The mechanisms through which ASD may increase the risk of excessive weight gain and the contributions of the moderators of this association need to be established in pancontinental studies.

Based on our findings, awareness must be raised among practitioners, especially in the United States, about the increased risk of obesity in children with ASD. Clinicians need to be vigilant about these issues, identify potential contributors to the association between ASD and obesity, and develop early interventions to reduce weight gain in this pediatric population.

To tackle chilhood obesity

Protecting children’s rights: why governments must be bold to tackle childhood obesity

Oliver T Mytton, Claire Fenton-Glynn, Emma Pawson Russell, M Viner Sally C Davies

“The UK Chief Medical Officer’s independent review of childhood obesity, Time to Solve Childhood Obesity, was published on Oct 10, 2019.

In England the prevalence of childhood obesity is too high; about 20% of children aged 10–11 years are obese(≥95th centile on the UK90 growth charts).

There is widespread public support for action with three “chapters” of an ambitious plan outlined by the UK Government.

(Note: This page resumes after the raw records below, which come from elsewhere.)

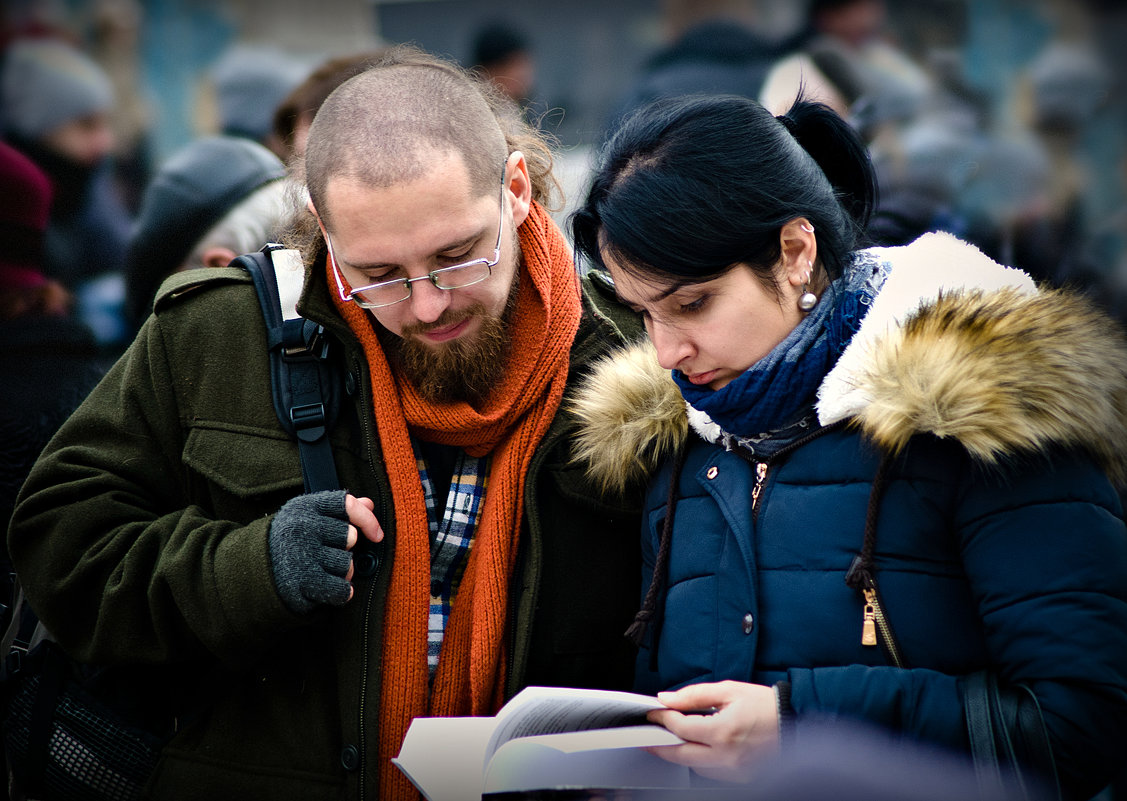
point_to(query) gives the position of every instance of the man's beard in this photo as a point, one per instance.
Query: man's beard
(463, 370)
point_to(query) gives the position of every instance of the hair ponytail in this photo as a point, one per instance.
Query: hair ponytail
(837, 149)
(688, 187)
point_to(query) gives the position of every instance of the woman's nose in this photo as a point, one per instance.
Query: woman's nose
(671, 344)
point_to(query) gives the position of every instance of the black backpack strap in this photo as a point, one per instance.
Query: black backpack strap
(301, 374)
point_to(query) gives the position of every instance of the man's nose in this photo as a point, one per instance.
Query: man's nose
(427, 301)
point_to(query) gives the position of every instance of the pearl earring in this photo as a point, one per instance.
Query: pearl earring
(807, 300)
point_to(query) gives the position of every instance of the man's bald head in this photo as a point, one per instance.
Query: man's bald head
(380, 126)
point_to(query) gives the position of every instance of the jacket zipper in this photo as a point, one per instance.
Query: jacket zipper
(363, 679)
(761, 477)
(363, 390)
(875, 621)
(764, 466)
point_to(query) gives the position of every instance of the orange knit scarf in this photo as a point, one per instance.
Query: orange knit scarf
(471, 667)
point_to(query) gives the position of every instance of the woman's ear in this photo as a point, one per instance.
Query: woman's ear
(799, 250)
(518, 185)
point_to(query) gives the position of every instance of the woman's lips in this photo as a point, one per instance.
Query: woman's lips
(701, 377)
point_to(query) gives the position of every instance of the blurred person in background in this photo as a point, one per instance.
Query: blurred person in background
(711, 47)
(213, 199)
(55, 106)
(504, 56)
(250, 82)
(49, 361)
(844, 54)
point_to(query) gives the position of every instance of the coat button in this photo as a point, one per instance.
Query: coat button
(349, 757)
(365, 562)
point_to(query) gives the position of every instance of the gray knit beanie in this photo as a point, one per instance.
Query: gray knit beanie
(45, 85)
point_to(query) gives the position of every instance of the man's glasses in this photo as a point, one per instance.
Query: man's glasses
(388, 293)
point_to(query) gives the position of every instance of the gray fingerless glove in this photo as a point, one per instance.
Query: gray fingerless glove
(308, 542)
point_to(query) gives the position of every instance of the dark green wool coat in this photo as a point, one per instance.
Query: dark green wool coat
(141, 539)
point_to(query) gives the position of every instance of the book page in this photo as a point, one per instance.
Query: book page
(552, 710)
(443, 756)
(600, 758)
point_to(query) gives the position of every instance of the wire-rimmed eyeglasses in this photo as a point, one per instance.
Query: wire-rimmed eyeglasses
(388, 293)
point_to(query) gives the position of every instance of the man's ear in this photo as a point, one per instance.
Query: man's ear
(518, 185)
(218, 257)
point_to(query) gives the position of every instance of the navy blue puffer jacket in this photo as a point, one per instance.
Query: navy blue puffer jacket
(999, 545)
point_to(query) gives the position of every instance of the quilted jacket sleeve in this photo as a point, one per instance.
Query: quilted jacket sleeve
(1045, 554)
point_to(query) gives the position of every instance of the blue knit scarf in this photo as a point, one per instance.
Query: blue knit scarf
(781, 385)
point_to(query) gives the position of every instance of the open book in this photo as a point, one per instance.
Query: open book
(543, 738)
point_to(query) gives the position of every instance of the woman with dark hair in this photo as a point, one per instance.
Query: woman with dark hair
(879, 480)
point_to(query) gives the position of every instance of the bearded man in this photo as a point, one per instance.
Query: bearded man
(165, 530)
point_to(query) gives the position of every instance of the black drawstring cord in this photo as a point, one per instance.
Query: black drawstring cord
(648, 611)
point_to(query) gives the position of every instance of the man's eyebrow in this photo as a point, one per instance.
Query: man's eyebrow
(374, 266)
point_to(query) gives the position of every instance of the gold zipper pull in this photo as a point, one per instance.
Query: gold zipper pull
(869, 622)
(761, 477)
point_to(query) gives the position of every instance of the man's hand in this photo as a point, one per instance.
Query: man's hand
(310, 540)
(726, 744)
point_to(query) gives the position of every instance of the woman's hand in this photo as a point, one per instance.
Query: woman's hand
(727, 744)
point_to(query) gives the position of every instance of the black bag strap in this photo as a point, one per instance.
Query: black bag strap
(302, 375)
(1008, 738)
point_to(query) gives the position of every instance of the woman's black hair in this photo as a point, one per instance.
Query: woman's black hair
(688, 187)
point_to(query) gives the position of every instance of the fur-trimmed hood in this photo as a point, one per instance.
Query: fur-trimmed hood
(954, 345)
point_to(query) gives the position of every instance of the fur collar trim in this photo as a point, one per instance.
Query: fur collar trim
(955, 345)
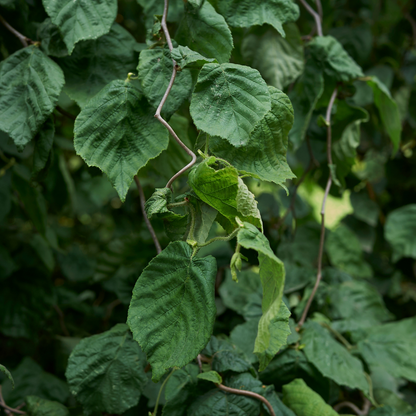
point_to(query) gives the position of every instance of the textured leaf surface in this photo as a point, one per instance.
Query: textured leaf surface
(304, 401)
(331, 358)
(155, 71)
(105, 371)
(246, 13)
(116, 131)
(95, 63)
(36, 406)
(228, 100)
(30, 84)
(272, 275)
(81, 19)
(205, 31)
(172, 310)
(400, 231)
(388, 109)
(279, 60)
(391, 346)
(264, 155)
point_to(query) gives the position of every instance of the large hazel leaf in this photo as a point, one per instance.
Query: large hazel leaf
(400, 231)
(304, 401)
(264, 156)
(116, 131)
(81, 19)
(106, 371)
(228, 100)
(223, 190)
(246, 13)
(331, 358)
(172, 311)
(155, 71)
(279, 60)
(95, 63)
(272, 276)
(392, 347)
(205, 31)
(30, 84)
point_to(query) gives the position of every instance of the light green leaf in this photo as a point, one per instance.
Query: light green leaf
(106, 371)
(205, 31)
(304, 401)
(388, 109)
(81, 19)
(264, 156)
(304, 97)
(222, 190)
(95, 63)
(334, 59)
(279, 60)
(172, 310)
(400, 231)
(211, 376)
(272, 275)
(116, 131)
(185, 56)
(4, 370)
(228, 100)
(246, 13)
(30, 84)
(155, 71)
(35, 406)
(331, 358)
(392, 347)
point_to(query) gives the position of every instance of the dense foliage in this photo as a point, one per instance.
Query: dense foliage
(227, 293)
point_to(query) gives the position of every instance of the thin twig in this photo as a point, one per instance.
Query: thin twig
(149, 225)
(249, 394)
(328, 187)
(315, 16)
(164, 98)
(23, 39)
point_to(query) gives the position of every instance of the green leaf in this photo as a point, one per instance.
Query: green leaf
(264, 155)
(36, 406)
(228, 100)
(30, 379)
(172, 310)
(79, 20)
(205, 31)
(116, 131)
(331, 358)
(185, 56)
(155, 71)
(400, 231)
(304, 97)
(30, 84)
(388, 109)
(4, 370)
(279, 60)
(223, 190)
(105, 371)
(95, 63)
(391, 346)
(304, 401)
(246, 13)
(211, 376)
(272, 275)
(333, 59)
(344, 251)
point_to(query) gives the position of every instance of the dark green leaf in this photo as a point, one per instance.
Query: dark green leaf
(105, 371)
(116, 131)
(30, 84)
(172, 311)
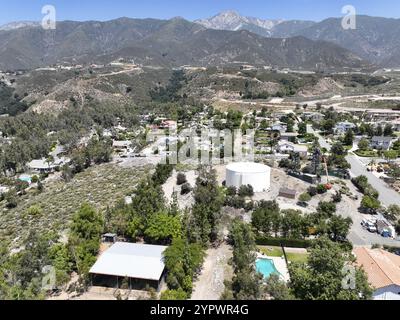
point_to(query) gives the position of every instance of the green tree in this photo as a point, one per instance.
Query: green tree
(370, 203)
(209, 199)
(84, 238)
(174, 295)
(182, 261)
(321, 277)
(246, 283)
(277, 289)
(339, 227)
(348, 138)
(162, 228)
(363, 145)
(305, 197)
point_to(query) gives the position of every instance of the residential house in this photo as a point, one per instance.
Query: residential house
(138, 266)
(383, 271)
(343, 127)
(381, 143)
(288, 147)
(313, 116)
(288, 136)
(45, 166)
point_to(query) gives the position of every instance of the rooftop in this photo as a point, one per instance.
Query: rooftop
(247, 167)
(140, 261)
(382, 267)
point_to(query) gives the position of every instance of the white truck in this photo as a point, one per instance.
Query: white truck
(385, 229)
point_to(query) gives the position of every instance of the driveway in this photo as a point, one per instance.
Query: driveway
(359, 236)
(386, 195)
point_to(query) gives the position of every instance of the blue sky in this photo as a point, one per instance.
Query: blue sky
(14, 10)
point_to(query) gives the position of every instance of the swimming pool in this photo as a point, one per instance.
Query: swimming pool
(266, 267)
(26, 179)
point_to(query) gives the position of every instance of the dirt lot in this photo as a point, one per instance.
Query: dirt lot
(210, 284)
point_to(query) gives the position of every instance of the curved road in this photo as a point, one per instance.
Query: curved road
(386, 195)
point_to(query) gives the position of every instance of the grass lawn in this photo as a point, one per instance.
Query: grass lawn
(277, 252)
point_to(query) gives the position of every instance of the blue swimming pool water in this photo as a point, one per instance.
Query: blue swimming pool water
(266, 267)
(26, 179)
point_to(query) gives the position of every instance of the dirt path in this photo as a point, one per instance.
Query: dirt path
(210, 284)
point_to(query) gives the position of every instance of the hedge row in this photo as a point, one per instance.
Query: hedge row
(290, 243)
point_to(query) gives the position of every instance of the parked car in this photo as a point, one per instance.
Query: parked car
(302, 204)
(369, 225)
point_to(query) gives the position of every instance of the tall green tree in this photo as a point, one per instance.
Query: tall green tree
(323, 276)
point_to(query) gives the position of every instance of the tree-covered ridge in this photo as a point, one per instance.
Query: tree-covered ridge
(10, 103)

Now we need a focus on implementing solutions, and the independent review calls for bold action to improve children’s health.
Today, the high prevalence of obesity in children is the canary in the coal mine, an early warning that things are wrong in the environment. Too few children have access to healthy, affordable food, and too few are sufficiently active for health. Additionally, many environmental factors contribute to child ill-health:
  • shops and many public places flooded with heavily promoted less-healthy food options;
  • advertising and sponsorship that place less-healthy foods centre stage in young minds;
  • urban streets dominated by traffic, with too few opportunities to walk to school, to ride a bicycle, or simply to play and explore.
These issues affect all our children. However, not all children are affected equally. Children who grow up in deprived neighbourhoods are disproportionately affected.”

Eat better, less and all

Risultati immagini per eat better eat less food for all

France. And then Japan and Canada. Are the three countries where the food is the best in the world. Not for its own taste, but because these are       - among the 25 countries surveyed, representing more than 2/3 of the world population and 87% of global GDP – the most virtuous in the produce, distribute and consume food. Are the countries where farming is more sustainable, they waste less food (and adopt innovative policies to fight the waste) and people eat in a more balanced way, without excesses and deficiencies, attentive to their own health and that of the planet. France gains the first place especially for its innovative policies against waste and for the balanced approach to food. Japan and Canada are the second and third place, thanks to their policies on sustainable agriculture and dissemination of correct and balanced diet. Bottom of the league, India, Saudi Arabia and Egypt, which are facing the dual challenge of obesity and malnutrition.
Italy is a close to an honorable sixth place. It is among the top 10 countries for sustainable agriculture – with excellent performance for diversification in agriculture and the management of water consumption – and it is the European country that marks the best performance for greenhouse gas emissions in agriculture. In addition, Italy has indicated among the countries that are doing more to prevent the waste of food, as demonstrated by the law promulgated last August (together with France, Italy is one of the few countries to have a law that addresses this problem).
Less positive performance regards the nutritional aspects. In brief, we eat too much: we are the third country to overnutrition and in second place for overweight and obesity in the age group between 2 and 18 years. It saves us, however, the awareness – widespread in the population – of the importance of following a balanced diet and healthy, as the Mediterranean diet. Yet, just when the rest of the world celebrates this diet as the best on the planet, the data show that the Italians are leaving, especially the younger generations.